A Rússia e a Ucrânia, dois países agora em guerra na sequência da agressão russa, não eram dos maiores parceiros comerciais de Portugal, mas, no entanto, eram clientes e, sobretudo, fornecedores de bens vitais para a economia portuguesa.

Além disso, os dois mercados, agora totalmente encerrados, estiveram no radar de várias iniciativas patrocinadas pelo Estado português ao longo dos últimos anos, como viagens empresariais organizadas pela Confederação dos Agricultores de Portugal (CAP) para mostrar e vender produtos portugueses. Vinhos, por exemplo.
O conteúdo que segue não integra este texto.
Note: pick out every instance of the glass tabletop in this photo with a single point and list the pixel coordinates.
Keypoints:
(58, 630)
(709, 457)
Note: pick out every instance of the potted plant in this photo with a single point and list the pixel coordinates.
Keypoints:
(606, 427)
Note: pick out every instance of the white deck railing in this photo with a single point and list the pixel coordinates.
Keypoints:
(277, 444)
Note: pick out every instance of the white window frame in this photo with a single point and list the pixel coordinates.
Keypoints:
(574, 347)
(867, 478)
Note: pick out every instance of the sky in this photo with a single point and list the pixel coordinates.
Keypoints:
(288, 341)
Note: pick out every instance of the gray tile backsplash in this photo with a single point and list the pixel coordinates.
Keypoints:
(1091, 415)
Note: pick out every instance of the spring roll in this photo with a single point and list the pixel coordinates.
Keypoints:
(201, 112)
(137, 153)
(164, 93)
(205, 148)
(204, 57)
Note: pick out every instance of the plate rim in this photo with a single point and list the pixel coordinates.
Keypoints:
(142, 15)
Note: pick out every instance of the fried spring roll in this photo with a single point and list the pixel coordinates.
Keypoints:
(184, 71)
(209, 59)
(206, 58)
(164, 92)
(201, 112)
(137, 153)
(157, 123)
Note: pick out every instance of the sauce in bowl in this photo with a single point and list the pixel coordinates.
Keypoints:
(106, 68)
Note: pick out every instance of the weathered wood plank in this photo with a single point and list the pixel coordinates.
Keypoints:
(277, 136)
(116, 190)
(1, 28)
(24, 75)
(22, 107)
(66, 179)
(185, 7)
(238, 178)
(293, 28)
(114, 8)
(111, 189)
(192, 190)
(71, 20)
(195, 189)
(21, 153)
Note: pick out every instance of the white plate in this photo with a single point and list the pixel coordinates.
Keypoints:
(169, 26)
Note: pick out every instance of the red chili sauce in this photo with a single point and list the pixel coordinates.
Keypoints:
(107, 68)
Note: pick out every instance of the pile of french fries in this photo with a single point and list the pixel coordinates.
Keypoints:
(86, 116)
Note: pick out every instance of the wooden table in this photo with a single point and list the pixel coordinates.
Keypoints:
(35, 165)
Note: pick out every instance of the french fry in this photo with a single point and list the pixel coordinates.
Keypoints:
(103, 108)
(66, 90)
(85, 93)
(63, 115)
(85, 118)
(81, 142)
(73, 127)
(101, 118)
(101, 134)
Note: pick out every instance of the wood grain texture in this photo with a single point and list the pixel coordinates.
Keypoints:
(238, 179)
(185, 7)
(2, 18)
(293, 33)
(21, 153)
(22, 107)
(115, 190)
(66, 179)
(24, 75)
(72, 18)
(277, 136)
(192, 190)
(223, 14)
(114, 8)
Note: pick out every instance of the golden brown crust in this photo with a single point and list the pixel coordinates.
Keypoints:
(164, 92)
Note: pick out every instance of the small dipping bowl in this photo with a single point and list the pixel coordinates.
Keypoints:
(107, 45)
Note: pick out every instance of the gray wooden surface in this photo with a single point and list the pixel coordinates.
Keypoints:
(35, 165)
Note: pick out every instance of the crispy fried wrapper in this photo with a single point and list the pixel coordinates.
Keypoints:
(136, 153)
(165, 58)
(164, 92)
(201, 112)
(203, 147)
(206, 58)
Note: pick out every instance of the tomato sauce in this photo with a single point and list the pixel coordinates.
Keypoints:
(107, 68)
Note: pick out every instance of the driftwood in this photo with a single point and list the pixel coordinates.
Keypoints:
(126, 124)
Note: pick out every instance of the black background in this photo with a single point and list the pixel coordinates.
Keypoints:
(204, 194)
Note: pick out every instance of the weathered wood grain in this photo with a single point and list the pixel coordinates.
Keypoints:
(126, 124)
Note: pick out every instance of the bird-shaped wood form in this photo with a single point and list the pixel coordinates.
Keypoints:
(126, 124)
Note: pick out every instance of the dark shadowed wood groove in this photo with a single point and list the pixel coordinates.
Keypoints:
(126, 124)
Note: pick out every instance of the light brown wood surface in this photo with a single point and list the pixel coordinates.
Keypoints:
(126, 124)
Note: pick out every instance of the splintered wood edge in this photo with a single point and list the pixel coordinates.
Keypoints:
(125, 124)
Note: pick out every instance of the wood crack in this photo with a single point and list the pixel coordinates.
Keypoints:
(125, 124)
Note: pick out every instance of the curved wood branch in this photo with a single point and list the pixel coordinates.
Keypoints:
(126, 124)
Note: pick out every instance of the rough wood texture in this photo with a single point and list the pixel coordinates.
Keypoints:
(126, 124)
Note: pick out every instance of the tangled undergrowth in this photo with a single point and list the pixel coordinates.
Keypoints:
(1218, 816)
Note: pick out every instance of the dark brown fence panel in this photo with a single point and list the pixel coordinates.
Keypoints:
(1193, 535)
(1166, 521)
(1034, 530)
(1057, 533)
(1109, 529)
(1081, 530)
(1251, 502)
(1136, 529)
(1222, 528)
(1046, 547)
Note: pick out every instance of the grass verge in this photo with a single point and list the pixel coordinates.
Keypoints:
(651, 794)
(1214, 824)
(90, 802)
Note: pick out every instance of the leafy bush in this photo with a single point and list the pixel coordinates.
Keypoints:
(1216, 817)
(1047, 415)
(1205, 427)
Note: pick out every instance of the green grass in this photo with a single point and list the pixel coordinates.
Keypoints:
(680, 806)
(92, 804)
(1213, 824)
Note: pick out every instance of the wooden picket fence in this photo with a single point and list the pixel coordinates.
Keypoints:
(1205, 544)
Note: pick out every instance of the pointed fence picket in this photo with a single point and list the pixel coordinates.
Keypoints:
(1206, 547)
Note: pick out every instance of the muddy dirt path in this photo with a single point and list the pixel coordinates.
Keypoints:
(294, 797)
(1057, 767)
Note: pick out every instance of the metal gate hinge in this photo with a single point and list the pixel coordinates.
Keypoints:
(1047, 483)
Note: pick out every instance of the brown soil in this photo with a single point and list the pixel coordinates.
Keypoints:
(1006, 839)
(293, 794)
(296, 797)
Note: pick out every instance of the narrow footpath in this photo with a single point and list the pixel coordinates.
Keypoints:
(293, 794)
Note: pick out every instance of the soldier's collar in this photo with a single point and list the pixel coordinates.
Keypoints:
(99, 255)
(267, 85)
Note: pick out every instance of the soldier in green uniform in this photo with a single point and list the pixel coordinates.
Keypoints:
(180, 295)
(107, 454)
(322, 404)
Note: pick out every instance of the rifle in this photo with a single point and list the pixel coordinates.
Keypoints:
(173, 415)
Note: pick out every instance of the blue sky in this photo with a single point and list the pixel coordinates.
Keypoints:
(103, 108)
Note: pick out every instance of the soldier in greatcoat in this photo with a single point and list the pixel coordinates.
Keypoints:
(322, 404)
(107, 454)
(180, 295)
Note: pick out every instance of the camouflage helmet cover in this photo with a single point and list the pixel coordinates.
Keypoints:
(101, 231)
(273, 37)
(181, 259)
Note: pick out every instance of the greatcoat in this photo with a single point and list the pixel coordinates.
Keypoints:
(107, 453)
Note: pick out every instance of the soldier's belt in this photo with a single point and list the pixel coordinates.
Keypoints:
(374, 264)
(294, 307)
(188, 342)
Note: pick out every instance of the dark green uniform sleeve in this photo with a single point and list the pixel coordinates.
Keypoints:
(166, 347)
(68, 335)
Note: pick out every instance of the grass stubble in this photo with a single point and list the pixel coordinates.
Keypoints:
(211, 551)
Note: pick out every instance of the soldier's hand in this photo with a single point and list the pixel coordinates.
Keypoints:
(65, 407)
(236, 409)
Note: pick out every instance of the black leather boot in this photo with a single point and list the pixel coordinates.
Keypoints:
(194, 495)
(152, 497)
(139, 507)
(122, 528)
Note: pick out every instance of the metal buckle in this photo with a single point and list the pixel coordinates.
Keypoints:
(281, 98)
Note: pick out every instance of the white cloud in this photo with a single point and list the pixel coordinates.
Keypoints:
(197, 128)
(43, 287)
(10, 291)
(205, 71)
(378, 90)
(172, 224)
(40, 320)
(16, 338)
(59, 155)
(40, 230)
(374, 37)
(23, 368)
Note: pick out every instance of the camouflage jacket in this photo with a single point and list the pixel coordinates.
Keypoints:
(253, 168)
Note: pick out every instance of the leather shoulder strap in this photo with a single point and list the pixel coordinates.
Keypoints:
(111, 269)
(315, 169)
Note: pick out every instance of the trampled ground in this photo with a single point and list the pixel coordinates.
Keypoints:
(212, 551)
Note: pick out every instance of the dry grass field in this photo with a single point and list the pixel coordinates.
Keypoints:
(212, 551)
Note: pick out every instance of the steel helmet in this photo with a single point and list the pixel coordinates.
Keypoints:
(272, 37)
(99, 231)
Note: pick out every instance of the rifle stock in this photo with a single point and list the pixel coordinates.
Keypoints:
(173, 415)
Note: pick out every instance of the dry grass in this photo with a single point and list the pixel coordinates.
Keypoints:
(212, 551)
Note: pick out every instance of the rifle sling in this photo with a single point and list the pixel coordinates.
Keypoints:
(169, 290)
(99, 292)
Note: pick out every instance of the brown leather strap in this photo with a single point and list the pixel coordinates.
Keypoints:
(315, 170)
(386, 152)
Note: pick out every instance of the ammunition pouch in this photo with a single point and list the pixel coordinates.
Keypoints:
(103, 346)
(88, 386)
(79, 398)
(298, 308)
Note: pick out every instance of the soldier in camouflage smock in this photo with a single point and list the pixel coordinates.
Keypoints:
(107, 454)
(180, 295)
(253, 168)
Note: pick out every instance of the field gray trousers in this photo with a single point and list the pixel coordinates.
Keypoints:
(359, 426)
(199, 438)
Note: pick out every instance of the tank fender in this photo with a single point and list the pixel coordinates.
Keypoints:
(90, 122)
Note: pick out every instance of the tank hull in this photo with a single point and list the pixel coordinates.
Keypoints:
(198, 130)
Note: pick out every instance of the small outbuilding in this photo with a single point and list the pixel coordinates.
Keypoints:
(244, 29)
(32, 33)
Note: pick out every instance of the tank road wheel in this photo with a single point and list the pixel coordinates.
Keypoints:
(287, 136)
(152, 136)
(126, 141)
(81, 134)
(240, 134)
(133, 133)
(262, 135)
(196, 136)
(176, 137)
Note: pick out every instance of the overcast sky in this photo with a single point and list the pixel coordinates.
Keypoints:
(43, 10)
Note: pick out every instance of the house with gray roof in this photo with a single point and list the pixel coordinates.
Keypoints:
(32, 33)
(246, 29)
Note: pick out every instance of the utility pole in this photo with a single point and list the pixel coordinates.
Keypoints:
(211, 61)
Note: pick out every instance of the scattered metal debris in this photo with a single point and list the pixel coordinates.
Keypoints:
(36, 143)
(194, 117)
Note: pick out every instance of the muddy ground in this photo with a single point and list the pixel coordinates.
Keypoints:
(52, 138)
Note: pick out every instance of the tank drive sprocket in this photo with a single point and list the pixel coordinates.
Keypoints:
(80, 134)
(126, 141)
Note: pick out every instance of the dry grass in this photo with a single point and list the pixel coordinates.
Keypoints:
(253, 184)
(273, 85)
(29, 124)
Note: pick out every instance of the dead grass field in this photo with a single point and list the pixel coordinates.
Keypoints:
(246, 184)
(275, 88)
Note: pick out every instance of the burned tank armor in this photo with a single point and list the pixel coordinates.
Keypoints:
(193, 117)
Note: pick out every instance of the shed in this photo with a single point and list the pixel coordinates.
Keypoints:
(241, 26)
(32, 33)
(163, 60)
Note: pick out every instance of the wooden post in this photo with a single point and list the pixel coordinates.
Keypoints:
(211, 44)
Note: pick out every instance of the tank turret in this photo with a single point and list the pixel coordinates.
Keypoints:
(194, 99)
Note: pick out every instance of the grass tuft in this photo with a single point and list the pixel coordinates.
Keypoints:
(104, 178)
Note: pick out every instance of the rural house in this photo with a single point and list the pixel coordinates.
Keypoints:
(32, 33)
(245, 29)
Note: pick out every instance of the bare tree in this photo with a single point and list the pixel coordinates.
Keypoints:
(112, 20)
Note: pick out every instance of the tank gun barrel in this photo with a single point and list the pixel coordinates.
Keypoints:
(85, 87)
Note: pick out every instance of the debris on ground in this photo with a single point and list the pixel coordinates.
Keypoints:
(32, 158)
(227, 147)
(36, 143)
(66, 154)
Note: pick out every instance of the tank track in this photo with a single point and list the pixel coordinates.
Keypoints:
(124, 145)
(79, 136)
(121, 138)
Os valores em jogo podem não ser elevados, mas nota-se um estreitamento de laços e uma aproximação gradual ao longo dos últimos anos, que ultrapassa a mera importação de gás da Rússia ou sementes alimentares da Ucrânia, mostra um levantamento feito pelo Dinheiro Vivo de contratos públicos celebrados e disponibilizados no portal Base (do governo português) nos últimos anos.

A atração pela cultura também é importante. São muitos os convites de câmaras municipais a companhias de bailado russas para virem a Portugal interpretar clássicos do repertório nacional da Rússia, como se pode verificar no portal oficial da contratação pública.

Ao longo de anos e até eclodir a pandemia (que haveria de causar uma disrupção enorme nos fluxos de comércio normais entre Portugal e os dois países agora em guerra) Portugal sempre registou uma posição deficitária no comércio externo de mercadorias, importando mais da Rússia e da Ucrânia do que exportou.

No caso da Rússia, Portugal estava a expedir para lá um valor próximo e estável em termos anuais na ordem dos 200 milhões de euros em mercadorias, segundo dados do Ministério da Economia organizados a partir de informação do Instituto Nacional de Estatística (INE).

O mais importante era o segmento madeiras, carvão vegetal e cortiça que, em 2019, representou mais de um quinto das vendas totais portuguesas para a Rússia. A fileira alimentar e de bebidas alcoólicas (como vinho) era a segunda mais valiosa, representando mais de 12% das vendas totais para o mercado russo.